Doerr says that during her very first visit to the Khan Academy website, she spent "several hours" surfing the videos. She and her husband became staunch advocates for Khan and his work. Shortly after their initial donation, John Doerr was, according to his wife, "Tweeting to the world about how great Sal Khan was." She was soon texting Khan from the Aspen Ideas Festival, writing, "Bill Gates is talking about you right now." At the festival, Gates applauded Khan and his line of work, saying he had even used the teaching tools with his own children.
After he received the grants from the Gates Foundation and Google, Khan hired a small staff ("We hired some kick butt engineers," Khan explains) to develop software tools and begin to translate the lessons into Arabic, Bengali, French, German, Hindi-Urdu, Indonesian, Mandarin, Portuguese, Russian and Spanish so they could be distributed globally.
Khan is modest about his beginnings: Initially he says he liked creating the video tutorials because he was "exercising a part of my brain I wasn't exercising in the hedge fund world."
"I always wanted to start a school," he adds. "I talked about it in college -- but I didn't do anything about it."
He isn't modest about his vision for the Khan Academy. Khan speaks about the possibility of "street kids from Calcutta" one day being able to have access to the same education as those in the richest towns in America. While the Khan teaching videos are unavailable in certain parts of the world where YouTube is blocked, Khan says they are working around this issue, partnering with NGOs and corporations to distribute the lessons in alternate forms, including memory sticks and DVDs.
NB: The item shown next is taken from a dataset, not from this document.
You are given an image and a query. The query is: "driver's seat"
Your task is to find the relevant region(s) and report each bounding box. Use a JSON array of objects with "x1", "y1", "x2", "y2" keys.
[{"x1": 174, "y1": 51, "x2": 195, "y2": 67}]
No matter how effective Khan's videos are, results still depend on capable teachers working with the tools. If teachers can't deliver during "one-on-one" time with students, or don't understand and adapt to the Khan methodology, then Khan says there's no telling how successful this endeavor will be -- either in Calcutta or Cincinnati.
"I've been teaching for 21 years, but I made the transition smoothly -- I think because I've always enjoyed the role of being a facilitator," says Richard Julian, a 5th grade teacher at the Covington School in Los Altos, where the Khan tools are part of a pilot program. "Khan Academy works in a class where the teacher is totally willing to give up that control, and take that risk" of using a non-traditional format.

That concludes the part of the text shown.